Netflix, Inc. ’s shares have declined by around 15% after-hours trading on Monday after the video streaming giant posted lower than expected subscriber numbers for the Q2. The streaming giant was estimating 2.5 million users worldwide at the end of the quarter, but it reported only 1.7 million users. In net terms, the video streaming service added around 160,000 million users in the US, but it was predicting a gain of 500,000 million users.
Grandfathering policy to blame
In a letter to the shareholders, the streaming giant said the gross additions were on target. The streaming giant attributed the lackluster results to the number of subscribers who canceled their service amid price increases. A “grandfathering policy” is in the process of being phased out, which means that longtime Netflix, Inc. subscribers, who have been enjoying the old pricing of $7.99 a month will be moved to $9.99 for the cheaper HD package.

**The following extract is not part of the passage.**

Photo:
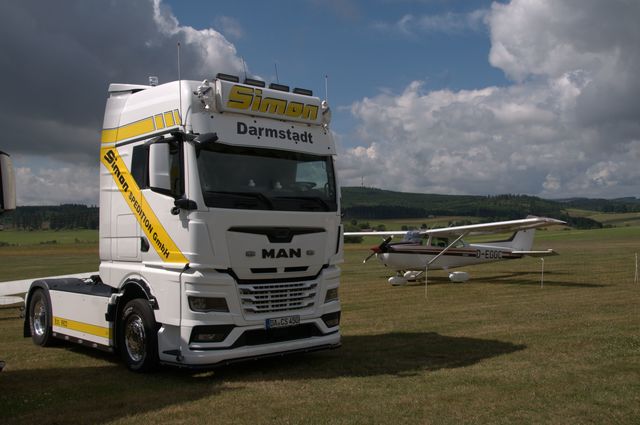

The letter further reads that “Gross additions were on target, but churn ticked up slightly and unexpectedly, coincident with the press coverage in early April of our plan to ungrandfather longer tenured members and remained elevated through the quarter.” “Churn” is a term to describe the number of users, who canceled their service.
In the letter, the streaming service said that ungrandfathering will provide them with more revenue to invest in their content, and drive long-term growth even when ungrandfathering and associated media coverage may moderate near-term membership growth. Netflix expects to conclude the un-grandfathering over the second half of this year.
Netflix underestimated price elasticity of users
For the quarter, the streaming service posted earnings per share of 5 cents on revenue of $1.97 billion. The video-streaming giant was expected to post earnings of 2 cents per share, around 66% down from the 6 cents per share it earned in the last year period. Analysts expected the revenue to rise 28.4% to $2.11 billion.
K C Ma, professor of finance at Stetson University, says they are more concerned as Q3 subscribers guidance of 2.3 million, is much lower than the street’s estimates of 774,000 U.S. and 2.85 million international subscribers. In the third-quarter, the video streaming firm expects to add slightly more than 300,000 U.S. subscribers.
“It appears that NFLX has hit a wall of higher pricing and underestimate the price elasticity of their users,” the professor says.
For both the Netflix, Inc. and its stock, this year is a pivotal year as the streaming giant is trying to execute on its global expansion plans. The streaming service moved into 130 new countries in January alone, and investors view international growth as the key to sustained growth as the U.S. market saturates.
In pre-market trading today, Netflix shares were down almost 13%. Year to date, the stock is down over 15% while in the last one-year, it is down almost 14%.